With hindsight, it was optimistic to expect the smaller prey to get acquired at close to NAV when the big predators themselves were still badly limping.
Sector consolidation was necessary – too many sub-scale REITs were launched in the near-zero interest rate era. But investors aren’t being rewarded for the extra risks.
In contrast, the big REITs will hopefully see continued strong dividends and eventually some more share price growth.

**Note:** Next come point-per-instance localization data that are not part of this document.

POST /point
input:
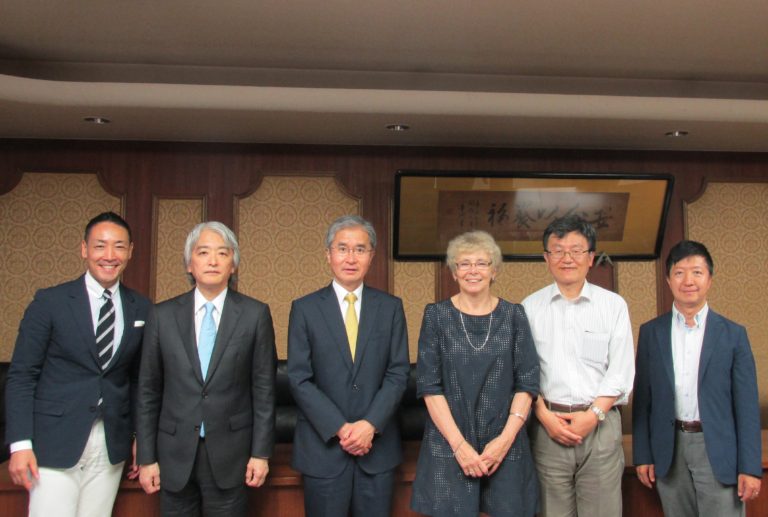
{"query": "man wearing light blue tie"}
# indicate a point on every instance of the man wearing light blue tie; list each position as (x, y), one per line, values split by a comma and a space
(206, 387)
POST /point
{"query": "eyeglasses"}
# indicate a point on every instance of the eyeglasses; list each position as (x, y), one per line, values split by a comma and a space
(357, 251)
(576, 254)
(480, 265)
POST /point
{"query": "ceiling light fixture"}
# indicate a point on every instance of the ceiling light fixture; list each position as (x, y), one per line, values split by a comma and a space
(97, 120)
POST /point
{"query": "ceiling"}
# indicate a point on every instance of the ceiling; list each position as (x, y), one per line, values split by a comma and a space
(601, 74)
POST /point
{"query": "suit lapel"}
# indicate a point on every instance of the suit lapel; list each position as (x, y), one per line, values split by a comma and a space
(81, 313)
(230, 315)
(185, 321)
(663, 339)
(712, 330)
(331, 312)
(369, 308)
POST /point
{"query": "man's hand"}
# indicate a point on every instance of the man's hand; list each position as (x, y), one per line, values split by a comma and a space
(23, 468)
(356, 438)
(558, 427)
(581, 423)
(256, 472)
(133, 469)
(749, 487)
(646, 474)
(149, 477)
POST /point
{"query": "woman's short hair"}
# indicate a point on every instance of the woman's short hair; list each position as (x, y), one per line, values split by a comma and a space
(227, 235)
(350, 221)
(472, 242)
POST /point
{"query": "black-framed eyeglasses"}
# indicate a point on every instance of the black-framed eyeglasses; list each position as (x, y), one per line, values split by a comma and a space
(576, 254)
(357, 251)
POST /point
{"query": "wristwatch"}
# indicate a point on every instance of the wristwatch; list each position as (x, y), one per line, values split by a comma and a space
(598, 412)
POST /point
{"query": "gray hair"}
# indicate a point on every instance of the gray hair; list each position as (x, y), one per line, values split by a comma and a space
(227, 235)
(350, 221)
(471, 242)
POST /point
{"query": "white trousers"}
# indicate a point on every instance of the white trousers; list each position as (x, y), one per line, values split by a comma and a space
(87, 489)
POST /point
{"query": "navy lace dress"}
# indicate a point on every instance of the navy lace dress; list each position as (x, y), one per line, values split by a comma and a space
(479, 382)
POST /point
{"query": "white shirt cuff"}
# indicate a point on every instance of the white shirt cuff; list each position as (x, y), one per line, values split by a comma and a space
(21, 445)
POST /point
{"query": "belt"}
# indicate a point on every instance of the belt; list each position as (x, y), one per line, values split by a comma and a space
(693, 426)
(566, 408)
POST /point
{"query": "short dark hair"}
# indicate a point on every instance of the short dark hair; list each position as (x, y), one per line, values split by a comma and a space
(567, 224)
(107, 217)
(685, 249)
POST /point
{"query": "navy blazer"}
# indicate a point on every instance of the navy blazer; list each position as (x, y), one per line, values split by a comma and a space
(55, 381)
(330, 389)
(728, 399)
(236, 399)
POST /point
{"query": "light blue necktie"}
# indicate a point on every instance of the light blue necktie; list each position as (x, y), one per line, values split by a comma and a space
(205, 344)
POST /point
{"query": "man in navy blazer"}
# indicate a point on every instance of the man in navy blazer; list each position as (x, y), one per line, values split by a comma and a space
(347, 380)
(696, 416)
(68, 394)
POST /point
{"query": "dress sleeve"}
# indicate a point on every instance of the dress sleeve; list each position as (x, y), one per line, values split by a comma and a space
(524, 356)
(429, 379)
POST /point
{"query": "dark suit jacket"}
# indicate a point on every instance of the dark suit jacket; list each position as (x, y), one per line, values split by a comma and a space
(330, 389)
(236, 400)
(55, 381)
(728, 399)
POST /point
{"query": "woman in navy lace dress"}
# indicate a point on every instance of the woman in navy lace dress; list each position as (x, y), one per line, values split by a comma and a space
(478, 373)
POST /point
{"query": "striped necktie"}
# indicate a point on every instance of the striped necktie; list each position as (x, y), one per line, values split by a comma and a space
(105, 330)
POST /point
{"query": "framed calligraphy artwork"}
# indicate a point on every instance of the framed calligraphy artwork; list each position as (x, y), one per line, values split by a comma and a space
(627, 210)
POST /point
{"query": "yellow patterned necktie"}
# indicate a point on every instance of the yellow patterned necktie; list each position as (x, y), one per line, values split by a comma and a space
(350, 322)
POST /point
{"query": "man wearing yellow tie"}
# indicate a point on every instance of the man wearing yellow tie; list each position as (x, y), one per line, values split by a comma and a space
(348, 367)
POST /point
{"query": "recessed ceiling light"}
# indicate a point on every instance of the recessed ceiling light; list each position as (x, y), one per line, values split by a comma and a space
(97, 120)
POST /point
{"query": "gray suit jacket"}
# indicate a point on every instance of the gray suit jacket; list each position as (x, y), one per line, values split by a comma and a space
(330, 389)
(55, 381)
(236, 400)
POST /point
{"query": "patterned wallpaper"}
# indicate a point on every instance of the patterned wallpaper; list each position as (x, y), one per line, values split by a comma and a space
(731, 219)
(175, 218)
(282, 229)
(41, 228)
(414, 282)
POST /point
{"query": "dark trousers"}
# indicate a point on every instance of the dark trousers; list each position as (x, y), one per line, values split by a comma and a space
(201, 497)
(352, 493)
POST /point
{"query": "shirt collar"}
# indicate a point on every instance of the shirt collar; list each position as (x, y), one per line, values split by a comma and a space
(218, 302)
(96, 289)
(700, 317)
(341, 292)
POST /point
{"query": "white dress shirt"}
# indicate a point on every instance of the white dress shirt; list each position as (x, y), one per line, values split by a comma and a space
(585, 345)
(343, 304)
(686, 353)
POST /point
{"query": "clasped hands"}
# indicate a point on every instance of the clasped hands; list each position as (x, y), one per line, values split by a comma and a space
(255, 474)
(567, 429)
(483, 464)
(356, 438)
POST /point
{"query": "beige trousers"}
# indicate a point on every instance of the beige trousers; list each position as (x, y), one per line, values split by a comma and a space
(585, 480)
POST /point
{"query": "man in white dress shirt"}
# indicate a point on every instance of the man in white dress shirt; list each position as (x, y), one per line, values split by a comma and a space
(584, 341)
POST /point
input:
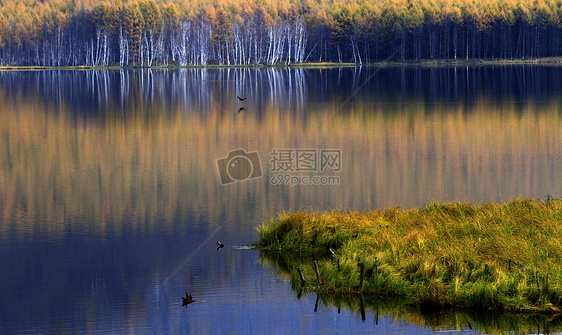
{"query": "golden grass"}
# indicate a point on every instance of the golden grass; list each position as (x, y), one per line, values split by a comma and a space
(493, 256)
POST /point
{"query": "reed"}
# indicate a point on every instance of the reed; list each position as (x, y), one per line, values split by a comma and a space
(503, 257)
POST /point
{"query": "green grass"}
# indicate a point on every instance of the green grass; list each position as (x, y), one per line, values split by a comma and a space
(501, 257)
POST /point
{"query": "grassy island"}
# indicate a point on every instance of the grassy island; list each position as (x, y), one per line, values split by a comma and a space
(500, 257)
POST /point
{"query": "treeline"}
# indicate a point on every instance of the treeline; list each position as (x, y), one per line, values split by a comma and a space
(198, 32)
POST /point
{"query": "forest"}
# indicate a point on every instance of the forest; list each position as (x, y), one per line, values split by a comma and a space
(246, 32)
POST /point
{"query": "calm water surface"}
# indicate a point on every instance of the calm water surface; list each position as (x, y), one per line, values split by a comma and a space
(111, 198)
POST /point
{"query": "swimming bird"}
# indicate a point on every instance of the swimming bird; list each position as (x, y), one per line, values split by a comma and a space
(187, 299)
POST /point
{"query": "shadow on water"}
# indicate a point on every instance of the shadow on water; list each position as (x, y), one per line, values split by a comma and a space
(373, 309)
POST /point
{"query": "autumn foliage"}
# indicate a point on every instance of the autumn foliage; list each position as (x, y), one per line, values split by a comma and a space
(182, 32)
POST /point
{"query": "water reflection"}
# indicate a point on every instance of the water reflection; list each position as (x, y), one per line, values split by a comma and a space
(94, 164)
(370, 308)
(57, 165)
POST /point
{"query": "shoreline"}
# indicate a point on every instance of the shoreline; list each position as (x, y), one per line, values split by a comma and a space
(552, 61)
(496, 257)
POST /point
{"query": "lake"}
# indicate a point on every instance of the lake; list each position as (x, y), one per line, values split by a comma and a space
(116, 185)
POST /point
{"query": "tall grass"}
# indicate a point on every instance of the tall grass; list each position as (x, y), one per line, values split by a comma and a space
(504, 257)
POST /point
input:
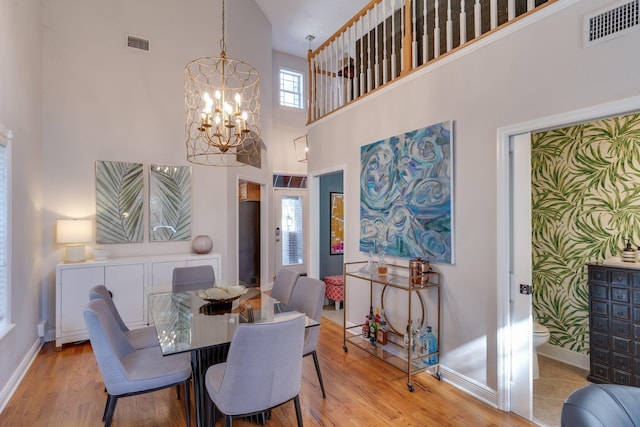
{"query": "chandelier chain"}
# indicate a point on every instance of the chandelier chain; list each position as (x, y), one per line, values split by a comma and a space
(223, 45)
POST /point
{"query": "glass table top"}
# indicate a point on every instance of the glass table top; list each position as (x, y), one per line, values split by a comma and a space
(186, 322)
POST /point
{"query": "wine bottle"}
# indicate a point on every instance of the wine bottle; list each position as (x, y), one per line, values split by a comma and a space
(433, 347)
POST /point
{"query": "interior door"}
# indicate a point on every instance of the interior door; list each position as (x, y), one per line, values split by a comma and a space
(291, 229)
(520, 274)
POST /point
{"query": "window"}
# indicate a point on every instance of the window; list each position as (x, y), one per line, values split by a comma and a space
(5, 138)
(292, 232)
(291, 85)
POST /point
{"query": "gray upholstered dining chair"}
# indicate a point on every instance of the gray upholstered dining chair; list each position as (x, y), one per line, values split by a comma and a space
(308, 298)
(193, 278)
(283, 284)
(263, 370)
(139, 338)
(127, 371)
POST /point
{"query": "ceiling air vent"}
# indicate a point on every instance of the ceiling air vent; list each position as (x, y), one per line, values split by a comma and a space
(616, 20)
(137, 43)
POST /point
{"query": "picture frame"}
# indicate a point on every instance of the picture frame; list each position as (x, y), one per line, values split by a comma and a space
(169, 203)
(119, 202)
(336, 229)
(406, 195)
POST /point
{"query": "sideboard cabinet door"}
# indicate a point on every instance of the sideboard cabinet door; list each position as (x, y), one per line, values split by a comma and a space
(126, 283)
(123, 277)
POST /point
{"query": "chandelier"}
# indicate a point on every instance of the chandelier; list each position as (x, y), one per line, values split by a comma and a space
(222, 103)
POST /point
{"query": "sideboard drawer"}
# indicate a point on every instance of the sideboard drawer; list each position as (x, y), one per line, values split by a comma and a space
(619, 277)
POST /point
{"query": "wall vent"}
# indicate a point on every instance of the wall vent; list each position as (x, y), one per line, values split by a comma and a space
(137, 43)
(616, 20)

And there’s the prospect of a double-whammy gain if property valuations increase even as discounts narrow to meet those rising NAVs.
Of course, there are risks – everything from the sorry state of the UK economy and politics to the need to upgrade old offices to comply with environmental standards to AI threatening to send white-collar workers to not-work-from-home forever.
But the discounts likely reflect a lot of these dangers, given the underlying metrics are now improving. And to the upside, with oil flows set to resume through Hormuz and inflation risks hopefully contained, we might eventually even see more interest rate cuts.
That’d really help refurbish the appeal of property. Just ask Donald Trump!